Representar a história ensinada? Acredito que não. Sob o olhar do livro didático como

currículo, este estabelece limites sobre as possibilidades do que ensinar, excluindo qualquer

forma de conhecimento que não corresponda a essa função. Assim, o lugar de autoria não tem

como pretensão “revolucionar” o ensino, mas manter sistemas de controle sobre o ensino,

mesmo que exerça isso de forma inconsciente.

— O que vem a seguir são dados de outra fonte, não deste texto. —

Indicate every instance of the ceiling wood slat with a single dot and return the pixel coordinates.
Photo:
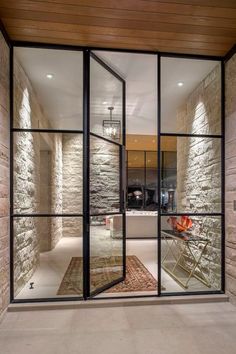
(152, 43)
(119, 14)
(182, 26)
(186, 8)
(88, 20)
(116, 32)
(51, 40)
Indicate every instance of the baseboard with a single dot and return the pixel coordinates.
(170, 300)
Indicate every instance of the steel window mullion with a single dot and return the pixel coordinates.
(159, 174)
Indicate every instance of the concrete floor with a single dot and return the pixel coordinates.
(208, 328)
(53, 265)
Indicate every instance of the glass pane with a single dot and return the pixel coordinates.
(151, 195)
(191, 253)
(48, 89)
(48, 257)
(106, 103)
(48, 173)
(136, 180)
(104, 176)
(196, 184)
(106, 250)
(190, 96)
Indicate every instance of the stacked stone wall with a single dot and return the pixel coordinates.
(199, 168)
(4, 174)
(230, 177)
(104, 176)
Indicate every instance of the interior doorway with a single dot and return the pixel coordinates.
(106, 198)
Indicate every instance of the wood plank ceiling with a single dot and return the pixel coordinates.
(182, 26)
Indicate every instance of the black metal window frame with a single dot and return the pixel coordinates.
(86, 51)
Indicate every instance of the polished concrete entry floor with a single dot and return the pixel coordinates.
(53, 265)
(155, 329)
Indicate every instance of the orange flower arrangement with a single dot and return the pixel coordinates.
(182, 225)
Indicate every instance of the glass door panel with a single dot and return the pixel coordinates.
(106, 188)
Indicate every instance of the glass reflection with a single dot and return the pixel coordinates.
(48, 257)
(106, 250)
(191, 253)
(106, 103)
(192, 181)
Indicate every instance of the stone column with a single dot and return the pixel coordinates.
(4, 174)
(230, 177)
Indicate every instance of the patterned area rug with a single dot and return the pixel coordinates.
(104, 270)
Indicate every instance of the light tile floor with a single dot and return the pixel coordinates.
(53, 265)
(155, 329)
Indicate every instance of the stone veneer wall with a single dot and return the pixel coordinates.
(230, 177)
(4, 174)
(28, 184)
(72, 195)
(199, 168)
(104, 176)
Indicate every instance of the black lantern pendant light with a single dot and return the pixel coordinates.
(111, 128)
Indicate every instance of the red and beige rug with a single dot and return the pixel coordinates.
(105, 270)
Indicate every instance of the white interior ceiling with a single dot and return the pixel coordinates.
(61, 97)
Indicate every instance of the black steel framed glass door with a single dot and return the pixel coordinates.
(106, 224)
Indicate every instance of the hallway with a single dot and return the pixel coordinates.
(155, 329)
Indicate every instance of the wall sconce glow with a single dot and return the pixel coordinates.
(49, 76)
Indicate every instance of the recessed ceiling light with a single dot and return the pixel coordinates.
(49, 76)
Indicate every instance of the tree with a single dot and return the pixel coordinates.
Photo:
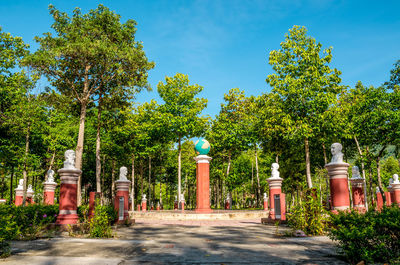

Como toda prática provoca uma crítica, Certeau estabelece três aspectos conexos da história:

i) que ela produz desvios significativos; ii) que limita o pensamento; e iii) que estabelece uma

figuração ambivalente do passado e do futuro. Desses três aspetos, penso que o primeiro nos

permite também estabelecer uma crítica sobre a prática realizada no lugar de autoria de livros

didáticos. Quando um conhecimento histórico é produzido, de acordo com o que foi colocado

anteriormente, deslocam-se sentidos de discursos anteriores. Isso quer dizer que para

constituir uma mensagem que se quer transmitir, constituem-se diferenças sobre o saber a ser

ensinado, eliminando outros sentidos possíveis. Há também relações possíveis com o segundo

aspecto ao considerarmos que o livro didático não contempla todo conhecimento escolar,

limitando concepções sobre a História ensinada a quem se limita somente a este recurso.